Some of the things that I liked about it...
Well structured and it was easy to read (Times New Roman, size 12, 1.5 spacing).
There was a clear, and well thought out research done for the paper.
The characters used were true to world of fractured MMO, and has referred to some of monsters we've already encountered in game.
The story was generally well written and that there is a clear thought pattern emerging from the story, which was easy to read and follow.
The creativity, vocabulary, grammar and spelling were generally on the spot.
I also enjoyed the subtle hints and minor details added that implicates a much wider world.
What could have been improved and what would have made it a more compelling story?
Personally, I was not as invested on the main characters, Kalos (Kathos? it was misspelled at one point, I believe) and Kardia.
I would have wished for a bit more focus on their identity, motivations, and what compelled them to brave the night.
Some foreshadowing for their demise, even. Or perhaps setting up an introduction to why their story, or the story of the Lich Arun'gur has some significance, perhaps then I, as a reader would feel more engaged and invested to the main character(s).
There was a heavy emphasis on the 'battle sequence' of the story, which took a large portion of the story telling, with that being said, the story and world building was a little lost. While it showcased the writers capability to describe small/minor details, it didn't help captivate peoples interest upon the main characters, which did caused for a fairly dry ending.

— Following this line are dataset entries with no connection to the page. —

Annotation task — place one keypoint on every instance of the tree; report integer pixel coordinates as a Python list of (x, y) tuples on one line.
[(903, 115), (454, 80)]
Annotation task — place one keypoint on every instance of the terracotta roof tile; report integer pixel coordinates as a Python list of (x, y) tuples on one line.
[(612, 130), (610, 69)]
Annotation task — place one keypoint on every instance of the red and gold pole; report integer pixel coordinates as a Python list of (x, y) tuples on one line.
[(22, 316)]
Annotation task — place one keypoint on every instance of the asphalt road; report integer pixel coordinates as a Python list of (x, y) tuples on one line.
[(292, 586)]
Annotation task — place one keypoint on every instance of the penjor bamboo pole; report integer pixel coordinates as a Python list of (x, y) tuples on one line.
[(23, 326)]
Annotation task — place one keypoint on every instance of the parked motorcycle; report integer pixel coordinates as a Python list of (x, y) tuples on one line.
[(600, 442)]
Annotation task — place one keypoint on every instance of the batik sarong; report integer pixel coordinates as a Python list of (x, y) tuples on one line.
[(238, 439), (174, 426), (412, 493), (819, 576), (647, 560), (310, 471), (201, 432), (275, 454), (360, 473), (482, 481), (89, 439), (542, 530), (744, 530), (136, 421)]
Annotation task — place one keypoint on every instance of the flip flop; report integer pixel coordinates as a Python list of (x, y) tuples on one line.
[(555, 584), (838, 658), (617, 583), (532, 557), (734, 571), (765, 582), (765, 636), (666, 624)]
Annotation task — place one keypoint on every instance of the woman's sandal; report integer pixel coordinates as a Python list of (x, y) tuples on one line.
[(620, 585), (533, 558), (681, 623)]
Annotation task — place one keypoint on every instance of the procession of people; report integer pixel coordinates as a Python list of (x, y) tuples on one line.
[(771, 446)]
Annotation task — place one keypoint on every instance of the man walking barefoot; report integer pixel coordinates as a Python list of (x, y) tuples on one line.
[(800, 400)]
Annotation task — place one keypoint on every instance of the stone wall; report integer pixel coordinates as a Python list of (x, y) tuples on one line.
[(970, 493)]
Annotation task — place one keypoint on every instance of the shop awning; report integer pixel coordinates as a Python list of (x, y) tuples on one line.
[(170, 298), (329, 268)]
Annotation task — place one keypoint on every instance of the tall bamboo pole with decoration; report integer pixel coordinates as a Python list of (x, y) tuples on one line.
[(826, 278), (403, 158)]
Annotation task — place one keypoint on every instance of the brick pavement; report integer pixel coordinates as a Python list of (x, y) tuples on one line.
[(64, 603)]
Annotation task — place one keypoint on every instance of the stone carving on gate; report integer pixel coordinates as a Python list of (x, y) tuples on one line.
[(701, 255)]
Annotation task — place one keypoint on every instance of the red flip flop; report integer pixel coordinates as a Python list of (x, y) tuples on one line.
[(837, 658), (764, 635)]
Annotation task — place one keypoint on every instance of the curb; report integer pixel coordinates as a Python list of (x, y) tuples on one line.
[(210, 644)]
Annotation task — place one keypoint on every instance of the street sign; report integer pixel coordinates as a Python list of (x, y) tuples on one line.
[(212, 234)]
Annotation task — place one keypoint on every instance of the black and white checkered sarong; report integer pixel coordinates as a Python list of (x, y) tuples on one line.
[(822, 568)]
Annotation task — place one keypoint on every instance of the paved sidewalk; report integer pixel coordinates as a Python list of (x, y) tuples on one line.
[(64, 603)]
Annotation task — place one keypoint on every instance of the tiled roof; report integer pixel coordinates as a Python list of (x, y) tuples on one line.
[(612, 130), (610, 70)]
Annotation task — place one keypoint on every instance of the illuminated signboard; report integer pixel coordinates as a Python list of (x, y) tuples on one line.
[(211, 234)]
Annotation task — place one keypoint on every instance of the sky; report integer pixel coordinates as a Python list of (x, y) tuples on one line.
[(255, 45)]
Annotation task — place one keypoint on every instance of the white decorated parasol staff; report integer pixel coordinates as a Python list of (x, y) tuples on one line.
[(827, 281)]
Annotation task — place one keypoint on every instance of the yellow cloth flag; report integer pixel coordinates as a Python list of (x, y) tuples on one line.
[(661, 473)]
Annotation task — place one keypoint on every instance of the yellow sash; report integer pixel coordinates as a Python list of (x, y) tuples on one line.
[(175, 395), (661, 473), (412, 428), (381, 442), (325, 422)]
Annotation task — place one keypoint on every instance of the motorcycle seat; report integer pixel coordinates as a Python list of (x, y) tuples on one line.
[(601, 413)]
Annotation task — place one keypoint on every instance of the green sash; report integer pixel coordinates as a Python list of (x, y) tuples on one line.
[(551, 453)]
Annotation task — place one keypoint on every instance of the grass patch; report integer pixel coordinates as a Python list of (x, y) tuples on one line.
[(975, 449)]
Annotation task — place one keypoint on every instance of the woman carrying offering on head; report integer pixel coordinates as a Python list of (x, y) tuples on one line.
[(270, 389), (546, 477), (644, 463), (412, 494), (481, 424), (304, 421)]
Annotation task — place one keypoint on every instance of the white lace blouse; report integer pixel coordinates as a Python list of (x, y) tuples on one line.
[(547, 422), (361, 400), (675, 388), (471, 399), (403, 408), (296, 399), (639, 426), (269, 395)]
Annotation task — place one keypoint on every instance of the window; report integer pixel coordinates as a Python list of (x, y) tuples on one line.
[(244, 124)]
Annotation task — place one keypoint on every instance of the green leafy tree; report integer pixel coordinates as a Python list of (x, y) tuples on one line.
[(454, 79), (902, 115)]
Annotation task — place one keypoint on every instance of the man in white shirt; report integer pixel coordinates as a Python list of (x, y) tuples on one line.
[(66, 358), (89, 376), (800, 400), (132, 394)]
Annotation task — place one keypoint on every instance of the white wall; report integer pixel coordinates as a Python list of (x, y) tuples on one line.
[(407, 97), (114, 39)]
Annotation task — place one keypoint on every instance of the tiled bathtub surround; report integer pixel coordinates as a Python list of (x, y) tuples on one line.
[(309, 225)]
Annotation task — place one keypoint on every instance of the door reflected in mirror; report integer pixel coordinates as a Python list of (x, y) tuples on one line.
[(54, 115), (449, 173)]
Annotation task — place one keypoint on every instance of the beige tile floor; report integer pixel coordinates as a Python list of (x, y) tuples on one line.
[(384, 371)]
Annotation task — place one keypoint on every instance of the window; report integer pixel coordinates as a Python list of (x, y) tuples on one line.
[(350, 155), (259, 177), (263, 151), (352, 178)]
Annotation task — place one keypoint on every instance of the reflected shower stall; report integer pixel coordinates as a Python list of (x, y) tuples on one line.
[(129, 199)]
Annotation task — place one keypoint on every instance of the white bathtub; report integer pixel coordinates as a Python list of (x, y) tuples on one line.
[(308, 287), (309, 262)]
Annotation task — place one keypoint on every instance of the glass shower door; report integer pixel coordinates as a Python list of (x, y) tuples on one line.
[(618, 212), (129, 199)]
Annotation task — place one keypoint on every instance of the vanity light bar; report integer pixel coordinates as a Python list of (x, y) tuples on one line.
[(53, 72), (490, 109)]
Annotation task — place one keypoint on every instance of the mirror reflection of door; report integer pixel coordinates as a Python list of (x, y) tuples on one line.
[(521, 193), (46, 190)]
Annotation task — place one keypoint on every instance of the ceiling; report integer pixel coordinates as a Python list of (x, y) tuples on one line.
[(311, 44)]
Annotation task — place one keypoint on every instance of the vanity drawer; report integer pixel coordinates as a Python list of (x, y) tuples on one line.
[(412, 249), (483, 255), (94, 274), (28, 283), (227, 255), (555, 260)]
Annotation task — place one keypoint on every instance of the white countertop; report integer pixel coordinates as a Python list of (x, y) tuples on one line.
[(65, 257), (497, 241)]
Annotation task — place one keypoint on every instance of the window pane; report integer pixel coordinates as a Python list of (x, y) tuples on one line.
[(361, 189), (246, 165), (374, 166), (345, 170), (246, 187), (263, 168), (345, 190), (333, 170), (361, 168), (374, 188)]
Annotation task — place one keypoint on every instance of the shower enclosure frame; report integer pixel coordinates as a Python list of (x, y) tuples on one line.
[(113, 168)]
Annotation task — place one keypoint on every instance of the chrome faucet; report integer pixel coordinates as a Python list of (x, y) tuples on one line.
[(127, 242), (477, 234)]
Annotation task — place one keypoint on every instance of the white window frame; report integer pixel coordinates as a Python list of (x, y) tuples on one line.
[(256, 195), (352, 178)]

To sum it up, it was a well structured story, what could have improved it was creating an importance to why the story of the "Lich Arun'gur" should be listened to, and for the writer to expand on the identities of the characters so that the audience can feel invested on them.
With that being said, I find myself in a bit of a dilemma. (refer to previous message)
As for the others, I wouldn't want to single out anyone so i'll make a blanket statement on what could/would help you with better writing.
The basics are grammar, spelling and readability. If you're casually chatting on the forum or generally talking then sure, some degree of spelling and grammar gets thrown out of the window, but if you're writing a literature piece, or any papers with an intention of presentation for that matter, please double check your spelling and your grammar.
Grammar and spelling makes it easy for your readers to follow and comprehend your story.
There is also a very big difference between an oral story and a narrative piece, always keep in mind that story telling depends on your medium.
In the same sense that books and writings need to be 'edited' or told in a different manner when being translated to movies, orally transmitted stories also need to be edited to make it fitting for a written literature.
Your story also needs to have a clear narrative as well, and that the reader should be able to tell which perspective the story was coming from, or the 'entry point' to the story.
i,e; am I meant to be reading it as if I were reading a report and let my own creativity run wild? or am i meant to be reading it as if I were reading a personal journal/story?
Most importantly, the theme should be evident from the very beginning and that the writer needs to stay 'accurate' to their narrative.
If some inaccuracy occurs within the story, it should be highlighted by the writer them self, either explicitly or subtly.
When I speak of 'accuracy' to the narrative, i'm not just referring to the consistency of the story, but the congruent integrity of the character and the world that they live in itself; and again, if this is not the case then the writer needs to make an acknowledgement of this.
You have to keep in mind that your job as a writer is to hold the hands of the reader and walk them through the world that you're painting so that you can eventually let go and let them be immersed in your story telling.
if you guys want a more detailed critique of your piece, you're more than welcome to ask for it.